Posted 2/7/2008 5:51 PM (GMT -6)
Today I got a second opinion at the GI clinic at UNC-Chapel Hill, which is a very well-regarded GI clinic. Learned lots of stuff I thought would generally be good to share with my fellow UC-ers, so here is so info I learned, in no particular order, followed by an update on my particular situation. Of course, this info is just from my GI, so take it or leave it, but I do know that UNC has access to lots of clinical trials and does lots of GI research, and is tend to be respected in the IBD world.... for whatever that's worth..... so, some interesting "facts," in no order, and not all related to one another:
1. there are lots of good drugs in the pipeline for IBD, but none that the IBD community thinks is a wonder drug. any marketing of a wonder drug for UC is being done by wallstreet backers for profit. from medical perspective the drugs are promising, but only incremental, and only provide more options, as opposed to batting UC out of the park.
2. methotrexate is more effective in Crohns than in UC.
3. ok to get pregnant on imuran but probably not great idea to breast feed on it
4. remicade usually helps about 50% of UC patients, and UC provides a really good remission to about 30% of UC-ers
5. there is an Abatacept clinical trial at UNC right now, for UC, which is interesting b/c I didn't think it was being tested yet in the USA
6. Prograf is not a long-term drug for UC-ers (though apparently liver transplant people are on it forever)
7. for a UC-er who has been diagnosed and has not yet gotten into remission - or for a UC-er who has gotten into remission and never flared again - it is possible, sometimes, that getting into remission will normalize the system and that the UC simply won't appear again because will normalize permanently. if have already cycled through flares and remissions, this probably won't happen to you, but if you are first in remission and can stay there, may be your system has normalized again.
8. there is a 30 - 40% chance of a woman becoming sterile after colectomy.

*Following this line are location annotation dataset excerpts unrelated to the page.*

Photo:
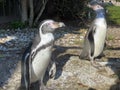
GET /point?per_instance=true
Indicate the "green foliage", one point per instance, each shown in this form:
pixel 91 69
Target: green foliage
pixel 71 9
pixel 17 24
pixel 113 15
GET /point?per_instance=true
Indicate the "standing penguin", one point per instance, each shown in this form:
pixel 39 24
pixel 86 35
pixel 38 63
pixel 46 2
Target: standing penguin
pixel 37 56
pixel 95 37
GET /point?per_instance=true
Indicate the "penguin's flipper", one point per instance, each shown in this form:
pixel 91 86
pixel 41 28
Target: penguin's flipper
pixel 25 65
pixel 84 53
pixel 91 39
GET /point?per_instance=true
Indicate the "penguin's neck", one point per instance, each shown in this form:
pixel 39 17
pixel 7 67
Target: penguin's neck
pixel 46 38
pixel 100 13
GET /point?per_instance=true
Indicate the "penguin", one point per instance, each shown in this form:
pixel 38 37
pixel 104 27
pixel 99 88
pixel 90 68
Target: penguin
pixel 37 56
pixel 94 40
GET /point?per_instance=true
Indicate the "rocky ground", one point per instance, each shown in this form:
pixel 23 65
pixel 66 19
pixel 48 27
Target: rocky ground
pixel 72 73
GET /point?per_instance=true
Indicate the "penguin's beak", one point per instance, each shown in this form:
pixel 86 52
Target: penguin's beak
pixel 56 25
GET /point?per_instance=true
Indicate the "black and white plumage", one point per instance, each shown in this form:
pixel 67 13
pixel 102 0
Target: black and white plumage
pixel 37 56
pixel 95 37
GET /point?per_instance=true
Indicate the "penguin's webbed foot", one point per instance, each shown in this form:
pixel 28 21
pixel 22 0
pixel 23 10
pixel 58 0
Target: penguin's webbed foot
pixel 95 64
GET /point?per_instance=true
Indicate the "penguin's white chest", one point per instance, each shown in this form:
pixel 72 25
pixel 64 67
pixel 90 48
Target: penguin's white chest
pixel 40 63
pixel 99 37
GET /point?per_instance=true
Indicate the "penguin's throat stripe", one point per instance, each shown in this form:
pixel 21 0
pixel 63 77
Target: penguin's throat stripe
pixel 40 48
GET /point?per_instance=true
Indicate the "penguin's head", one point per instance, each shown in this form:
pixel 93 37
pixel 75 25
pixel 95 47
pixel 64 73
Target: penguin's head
pixel 49 26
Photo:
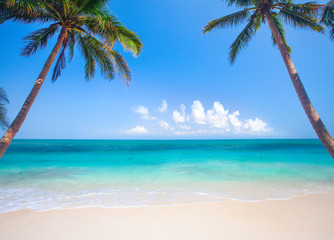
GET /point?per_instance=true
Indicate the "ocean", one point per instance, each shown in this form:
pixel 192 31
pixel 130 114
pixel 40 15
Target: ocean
pixel 61 174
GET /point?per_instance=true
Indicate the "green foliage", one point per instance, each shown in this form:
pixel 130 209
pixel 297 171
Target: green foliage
pixel 256 12
pixel 3 111
pixel 90 27
pixel 327 18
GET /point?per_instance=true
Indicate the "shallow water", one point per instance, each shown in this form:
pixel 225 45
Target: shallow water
pixel 48 174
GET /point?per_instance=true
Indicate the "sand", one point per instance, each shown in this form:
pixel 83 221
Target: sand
pixel 305 217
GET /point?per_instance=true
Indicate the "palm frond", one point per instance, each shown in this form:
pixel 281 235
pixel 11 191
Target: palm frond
pixel 3 111
pixel 101 56
pixel 71 44
pixel 122 66
pixel 38 39
pixel 227 21
pixel 84 47
pixel 281 30
pixel 3 96
pixel 109 28
pixel 61 62
pixel 309 8
pixel 300 20
pixel 25 11
pixel 327 14
pixel 244 37
pixel 240 3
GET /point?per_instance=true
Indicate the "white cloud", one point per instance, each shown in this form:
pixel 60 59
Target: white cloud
pixel 137 130
pixel 218 116
pixel 235 122
pixel 198 114
pixel 144 113
pixel 185 127
pixel 164 125
pixel 256 125
pixel 163 107
pixel 180 116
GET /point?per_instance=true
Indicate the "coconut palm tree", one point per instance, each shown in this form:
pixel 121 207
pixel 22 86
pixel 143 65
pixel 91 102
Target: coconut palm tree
pixel 84 24
pixel 3 110
pixel 274 12
pixel 327 18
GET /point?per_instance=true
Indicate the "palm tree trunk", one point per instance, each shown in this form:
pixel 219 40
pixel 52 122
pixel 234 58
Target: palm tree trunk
pixel 312 115
pixel 16 124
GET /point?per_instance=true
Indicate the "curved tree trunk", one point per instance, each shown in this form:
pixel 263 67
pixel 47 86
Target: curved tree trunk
pixel 16 124
pixel 312 115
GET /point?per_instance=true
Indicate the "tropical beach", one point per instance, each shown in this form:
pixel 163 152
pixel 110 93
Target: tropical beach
pixel 219 128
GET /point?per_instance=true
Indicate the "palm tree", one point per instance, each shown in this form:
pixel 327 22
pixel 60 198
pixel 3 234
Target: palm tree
pixel 86 24
pixel 256 12
pixel 3 110
pixel 327 18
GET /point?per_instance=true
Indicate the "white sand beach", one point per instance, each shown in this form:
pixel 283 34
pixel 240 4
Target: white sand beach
pixel 306 217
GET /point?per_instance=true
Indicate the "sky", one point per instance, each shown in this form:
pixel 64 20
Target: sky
pixel 183 85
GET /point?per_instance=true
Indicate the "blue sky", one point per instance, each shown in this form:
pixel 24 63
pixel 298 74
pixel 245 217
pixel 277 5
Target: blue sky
pixel 179 68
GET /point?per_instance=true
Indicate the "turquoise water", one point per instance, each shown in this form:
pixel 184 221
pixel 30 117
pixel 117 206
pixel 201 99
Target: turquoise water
pixel 48 174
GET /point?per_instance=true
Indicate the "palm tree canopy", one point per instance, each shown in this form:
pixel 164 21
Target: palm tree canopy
pixel 254 14
pixel 3 110
pixel 90 27
pixel 327 18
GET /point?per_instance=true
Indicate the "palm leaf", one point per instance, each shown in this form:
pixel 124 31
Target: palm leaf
pixel 240 3
pixel 243 38
pixel 88 56
pixel 281 30
pixel 122 66
pixel 227 21
pixel 61 62
pixel 3 111
pixel 299 20
pixel 109 28
pixel 38 39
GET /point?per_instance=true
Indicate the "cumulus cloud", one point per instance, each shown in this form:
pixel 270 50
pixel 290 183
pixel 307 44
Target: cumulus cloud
pixel 144 113
pixel 180 117
pixel 185 127
pixel 163 107
pixel 256 125
pixel 137 130
pixel 198 114
pixel 219 118
pixel 164 125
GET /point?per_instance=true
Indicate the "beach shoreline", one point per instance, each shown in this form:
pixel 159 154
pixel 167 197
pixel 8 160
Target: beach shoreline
pixel 302 217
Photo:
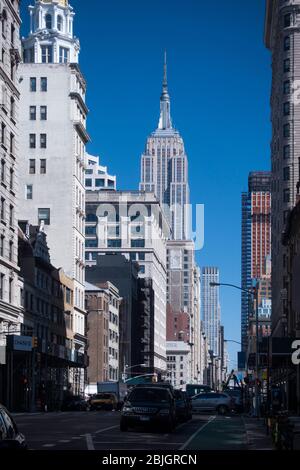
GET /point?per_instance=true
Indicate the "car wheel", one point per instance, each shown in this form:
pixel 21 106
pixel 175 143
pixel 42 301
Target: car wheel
pixel 123 426
pixel 222 410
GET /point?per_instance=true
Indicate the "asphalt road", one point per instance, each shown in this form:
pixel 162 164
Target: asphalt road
pixel 99 430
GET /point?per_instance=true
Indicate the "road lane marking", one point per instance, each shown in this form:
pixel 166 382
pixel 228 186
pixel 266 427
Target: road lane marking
pixel 105 429
pixel 212 418
pixel 89 442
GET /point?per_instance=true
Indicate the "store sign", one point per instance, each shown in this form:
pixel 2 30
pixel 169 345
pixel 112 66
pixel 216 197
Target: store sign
pixel 20 343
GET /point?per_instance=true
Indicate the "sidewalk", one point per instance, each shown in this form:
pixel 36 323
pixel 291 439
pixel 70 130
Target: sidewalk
pixel 256 432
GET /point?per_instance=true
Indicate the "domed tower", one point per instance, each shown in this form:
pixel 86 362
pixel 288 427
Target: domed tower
pixel 51 38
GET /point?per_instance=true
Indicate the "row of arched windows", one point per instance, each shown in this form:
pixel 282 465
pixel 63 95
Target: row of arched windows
pixel 49 22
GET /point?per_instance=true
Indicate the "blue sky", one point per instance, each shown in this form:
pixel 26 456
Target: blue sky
pixel 219 81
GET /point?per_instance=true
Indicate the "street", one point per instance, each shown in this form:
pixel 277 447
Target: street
pixel 100 431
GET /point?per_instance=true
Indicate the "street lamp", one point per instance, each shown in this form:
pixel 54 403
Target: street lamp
pixel 232 341
pixel 254 293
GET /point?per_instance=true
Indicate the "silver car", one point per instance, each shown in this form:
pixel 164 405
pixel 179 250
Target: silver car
pixel 216 402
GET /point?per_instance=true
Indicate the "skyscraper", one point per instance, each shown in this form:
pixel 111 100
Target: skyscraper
pixel 256 242
pixel 282 37
pixel 210 307
pixel 53 138
pixel 164 168
pixel 11 312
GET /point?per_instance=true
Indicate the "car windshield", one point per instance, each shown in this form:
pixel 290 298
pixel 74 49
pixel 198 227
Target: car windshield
pixel 102 396
pixel 156 395
pixel 235 393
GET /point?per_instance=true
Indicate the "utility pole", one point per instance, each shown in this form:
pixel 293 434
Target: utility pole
pixel 257 401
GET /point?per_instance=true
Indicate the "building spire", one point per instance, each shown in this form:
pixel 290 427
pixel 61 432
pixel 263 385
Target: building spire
pixel 165 82
pixel 165 121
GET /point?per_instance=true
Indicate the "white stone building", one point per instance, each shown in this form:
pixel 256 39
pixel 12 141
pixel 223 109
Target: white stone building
pixel 178 364
pixel 183 293
pixel 11 312
pixel 133 224
pixel 96 175
pixel 114 333
pixel 53 138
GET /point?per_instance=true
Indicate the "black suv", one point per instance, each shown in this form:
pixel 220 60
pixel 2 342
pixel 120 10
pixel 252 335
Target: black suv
pixel 149 406
pixel 183 405
pixel 10 437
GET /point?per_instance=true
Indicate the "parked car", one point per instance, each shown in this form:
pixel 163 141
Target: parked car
pixel 10 437
pixel 103 401
pixel 237 397
pixel 75 403
pixel 149 406
pixel 195 389
pixel 183 406
pixel 216 402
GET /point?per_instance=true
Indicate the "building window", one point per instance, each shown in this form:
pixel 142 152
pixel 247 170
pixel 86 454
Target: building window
pixel 287 20
pixel 12 108
pixel 11 215
pixel 64 54
pixel 10 290
pixel 287 43
pixel 114 243
pixel 33 84
pixel 2 209
pixel 47 54
pixel 91 243
pixel 139 243
pixel 286 130
pixel 286 65
pixel 43 113
pixel 3 171
pixel 286 108
pixel 99 183
pixel 11 179
pixel 44 84
pixel 59 23
pixel 3 134
pixel 4 23
pixel 2 241
pixel 11 250
pixel 32 113
pixel 32 141
pixel 286 87
pixel 1 286
pixel 43 141
pixel 29 191
pixel 48 21
pixel 286 195
pixel 12 143
pixel 43 167
pixel 31 166
pixel 142 269
pixel 286 151
pixel 286 173
pixel 44 216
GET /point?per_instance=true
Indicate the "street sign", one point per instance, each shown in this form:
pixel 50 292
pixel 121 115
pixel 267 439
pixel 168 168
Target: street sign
pixel 19 343
pixel 2 355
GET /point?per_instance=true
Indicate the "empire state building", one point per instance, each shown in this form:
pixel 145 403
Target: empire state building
pixel 164 168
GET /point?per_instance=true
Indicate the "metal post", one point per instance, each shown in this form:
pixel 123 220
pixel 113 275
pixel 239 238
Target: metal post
pixel 257 411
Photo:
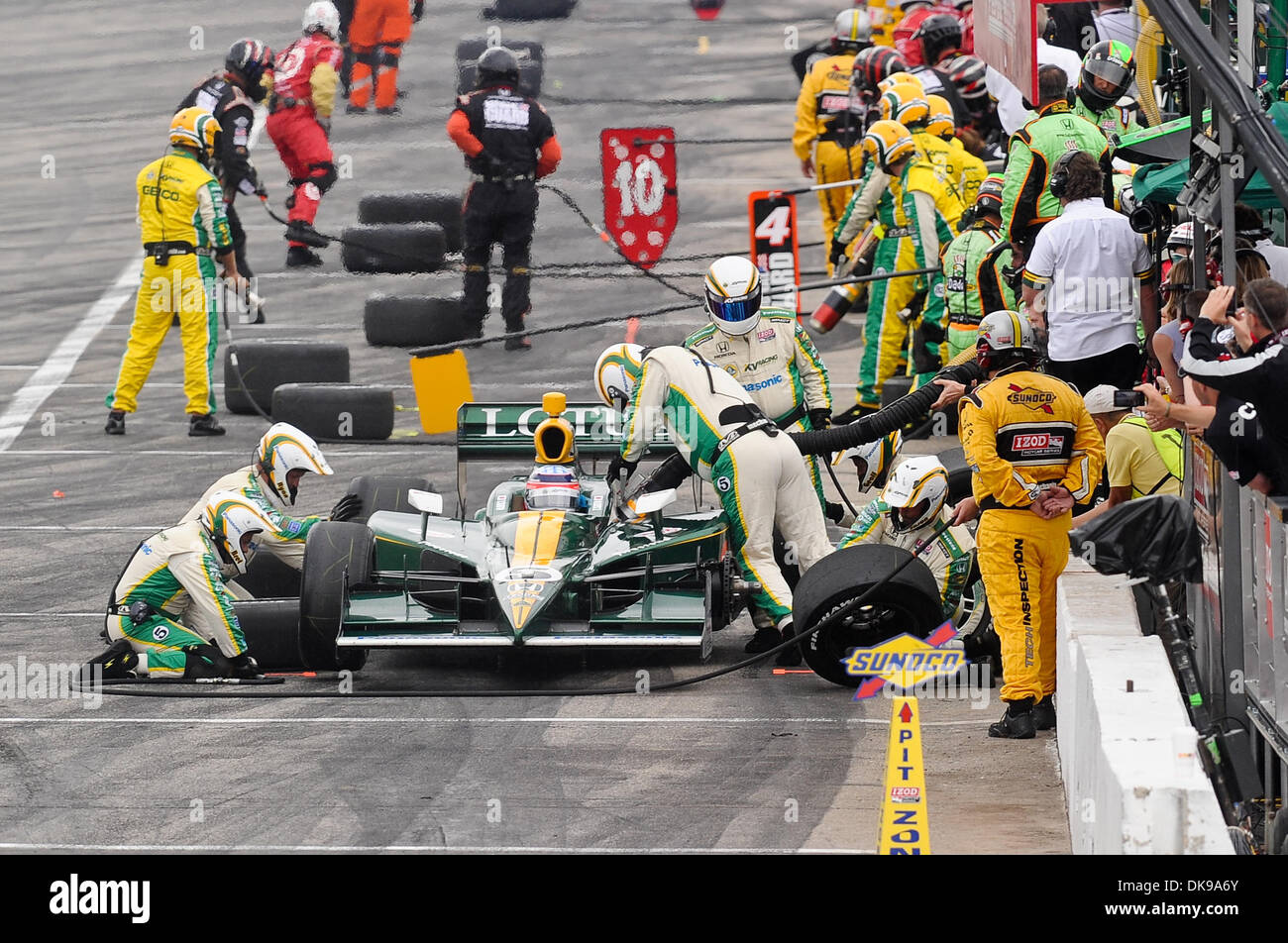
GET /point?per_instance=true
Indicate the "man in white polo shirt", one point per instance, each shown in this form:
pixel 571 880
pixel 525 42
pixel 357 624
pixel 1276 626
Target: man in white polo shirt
pixel 1078 282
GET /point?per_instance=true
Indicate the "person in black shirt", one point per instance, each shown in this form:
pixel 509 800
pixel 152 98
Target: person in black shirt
pixel 509 144
pixel 231 97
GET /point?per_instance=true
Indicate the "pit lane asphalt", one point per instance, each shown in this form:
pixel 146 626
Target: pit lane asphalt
pixel 754 760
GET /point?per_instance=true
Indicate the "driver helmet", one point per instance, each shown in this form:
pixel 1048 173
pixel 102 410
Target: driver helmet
pixel 872 460
pixel 283 450
pixel 915 492
pixel 733 295
pixel 553 487
pixel 232 521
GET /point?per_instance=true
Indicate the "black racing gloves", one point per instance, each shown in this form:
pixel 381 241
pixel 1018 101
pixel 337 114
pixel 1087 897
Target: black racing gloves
pixel 347 508
pixel 617 467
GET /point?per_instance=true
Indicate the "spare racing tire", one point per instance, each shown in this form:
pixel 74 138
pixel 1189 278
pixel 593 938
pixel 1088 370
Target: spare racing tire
pixel 336 411
pixel 338 556
pixel 266 365
pixel 394 248
pixel 268 577
pixel 531 55
pixel 385 492
pixel 413 320
pixel 907 602
pixel 271 633
pixel 438 206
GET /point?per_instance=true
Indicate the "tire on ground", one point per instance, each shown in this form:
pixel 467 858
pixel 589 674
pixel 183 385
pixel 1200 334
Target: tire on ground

There is no way to predict, and it is not because of the surgeon or the surgery. rather, because the colon is so close to the fallopian tubes, some womens' bodies respond to the surgery simply by the closing of the fallopian tubes, permanently.
9. surgery doesn't return the person to pre-UC life (if it did, he said, he'd obviously recommend surgery more often). he said the average J-poucher still has about 4 - 6 BMs per day, but they should have good control and not have frequency/urgency
ok, so that's the general info. as for my personal update (which may be less interesting to some of you... :) .....)
I saw this new GI today because I was feeling like my other GI just didn't have a game plan. I had seen this new guy twice before but because he is in a hospital clinic he is really hard to get in with, so I figured I would stick with the other guy. but this guy communicates better, and had a clear game plan for me. so, here is the deal. I appear to be failing Imuran. he said there is one more thing we'll try before making that conclusion, which is a combo of cort-foam in the AM and Rowasa in the PM, every night for a couple weeks (Quincy, I figured he was channeling you when he said the word "Rowasa"). If that works, he said I can stay on that combo indefinitely, as apparently the steroid in the foam is very very minimal and rowasa is proven to be effective even when only used every few nights instead of nightly. he said I wouldn't use the combo every night - we'd taper it down - but that I could do that for the next 60 years, and stay on imuran, and be safe. if that doesn't work... then he will do a scope, confirm it isn't crohns (though he feels confident it is not), and just see what it looks like in my colon, and then discuss remi vs clinical trial vs surgery. I suspect I'd do surgery, but we'll see.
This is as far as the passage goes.